Nicht unerwähnt bleiben sollte in diesem Zusammenhang auch, dass Hermle einen sehr hohen Grad an Eigenfertigung an nur einem zentralen Standort pflegt, wodurch sich Transporte und Lieferverkehr auf ein Minimum beschränken, und ansonsten für Materialien und Kaufteile lokale Bezugsquellen im deutschsprachigen Raum beziehungsweise im nahen Europa bevorzugt werden.

Energieeffizienz beginnt schon bei der Entwicklung

Schließlich wird schon bei der Konstruktion und Auslegung der Maschinenelemente und Komponenten sorgsam darauf geachtet, dass die gebotene Leistungsfähigkeit und der Energieeinsatz zu vereinen sind, etwa durch die Auswahl qualitativ höherwertiger Maschinenelemente wie Wälzlager, Kugelgewindetriebe, Antrieben, Servoachsen und dergleichen mehr, was sich wiederum energiesparend auswirkt und auch den Wartungs- sowie den Serviceaufwand minimiert.

Nicht zuletzt erlauben die im Entwicklungs-Vorfeld intensiven Beratungen und Abklärungen bei unterschiedlichsten Kunden und Anwendern die jeweils optimale weil leistungsgerechte Auslegung der Antriebstechnik, was Überdimensionierungen, die aber nur einen höheren Energieverbrauch mit sich bringen und diesen am Ende gar nicht wert schöpfend nutzen, vermeiden hilft.

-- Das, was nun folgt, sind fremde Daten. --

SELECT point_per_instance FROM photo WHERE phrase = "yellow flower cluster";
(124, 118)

Energiebedarf wird minimiert

Vergleichbares gilt für die Auslegung und Dimensionierung der Kühlsysteme, die, in Verbindung mit der Energierückgewinnung und der energiesparenden Regelungstechnik (situationsbedingtes Abschalten, Feierabendabschaltung, minimierte Warmlaufphase), den Energiebedarf auf das benötigte Maß reduziert und sich mit steigenden Energiekosten als Wettbewerbsvorteil erweist. Weiteres Einsparpotenzial bietet der Druckluftbedarf, der bei den Hermle-Bearbeitungszentren auf ein Minimum verringert ist, weil beispielsweise die Wälzführungen mit Langzeitschmierungen und die Spindeln zu 80% mit Fettschmierung versehen sind.